In another harrowing incident, one of my few adult clients, a blind woman, suddenly dissociated into a multiple personality I had not even known she had. I coped as best as someone completely ignorant of the issues of multiple personalities
could
cope. Then later, I complained angrily to the referring facility that had never told me about the multiple personality issue.

“Why didn’t you tell me!” I raged.

“I was afraid you wouldn’t accept her as a client. And none of her personalities are dangerous. She has had so much struggle in life…we were hoping the personalities would stay put.”

They would have been correct. I would not have taken her on as a client had I known.

I learned that she had been sexually assaulted repeatedly as a helpless, blind child. She had retreated to a fantasy world of split personalities that could disengage her from the hell of her true life. The referring agency had decided that in the low stress environment of my clinic, it was unlikely the personalities would appear, and it was better not to tell me. Perhaps in the end, they were right, as I did treat her for many months. I came to know, and enjoy,
all
her personalities.

One morning, I was particularly rushed and harried, and as I raced to my clinic, my attitude was hardly ideal for greeting one of my more difficult cases. This child with autism was so severely afflicted that his parents had to install steel bars on his windows. Before that precaution, he had splintered them with his hands and tried to leap out through the broken glass.

The light fixture in his room had been removed, as he had ripped it from the ceiling, and was lucky not to have electrocuted himself with the exposed live wires. If left untended for long, he would take his own feces and smear it on the wall. This was the young man I was slated to work with on that day.

The to-do list in the back of my mind nagged at me as I settled Chris onto the equipment I used to help promote better sensory processing. The hallmark of autism is the person has difficulty processing emotional information as easily as most people do, and therefore, the resulting ability to relate to others is severely compromised. He often cannot tolerate any eye contact, and engages in repetitive, ritualistic patterns -- twirling or spinning or verbal repetitions. Chris had never spoken a word that was an appropriate response, though he had some language. In my clinic, after being on the sensory processing equipment, he had for the first time correctly identified and spoken the proper names for a variety of Sesame Street Characters. This small achievement was the first sign of anything hopeful the parents had seen in many years.

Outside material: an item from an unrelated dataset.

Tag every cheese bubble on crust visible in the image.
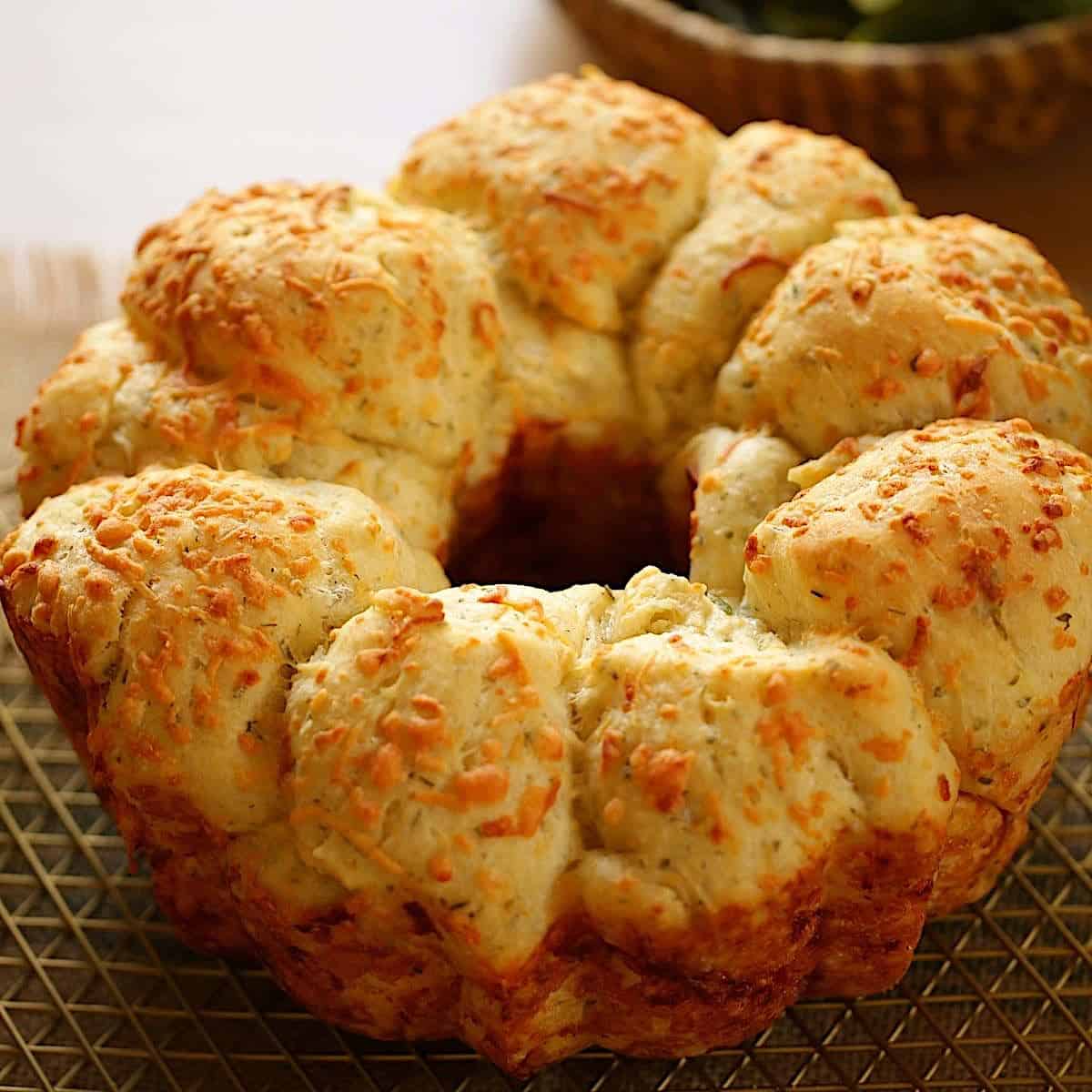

As I worked with Chris, trying to help him position himself on the swinging and balancing equipment, he was unusually uncooperative. Even on his best days, he was a trial to me, but on this day, he must have picked up my wandering attention and growing irritability. He was not having a good day. He fought me and moaned, and flung his body around so that I was constantly getting smacked by his flailing head and arms. I was growing increasingly angry and frustrated. He refused to do what I was asking him to do, and my headache was getting worse by the second.

I gritted a smile on my face, and with less than sincere kindness, continued to calmly reposition him. I had found that language did no good, and our sessions were usually conducted in silence. If I spoke too much, he would become quickly over stimulated, throw himself off the equipment, and have massive, frightening tantrums.

My patience, the little I ever had, was finally frazzled to such a thin thread that I snapped. I called out his name angrily, and gripped his wrist much harder than I should have. I knew I was a jerk at that moment, but it didn’t matter. My face had been smacked really hard too many times by his wrenching movements and the swelling bruises and ineffectual attempts to help him had taken its toll.

Chris suddenly stopped, became completely still and looked at me. Then, he reached out and stroked my cheek softly, gazing at me all the while.

I sat there before him, the anger and frustration I had been feeling, diffused like a pin touched to an overfull balloon. With great self loathing and disgust, I released his wrist. He continued to stroke my cheek and look at me. I am not sure I have ever felt more shame, nor more absolute forgiveness than I did at that moment.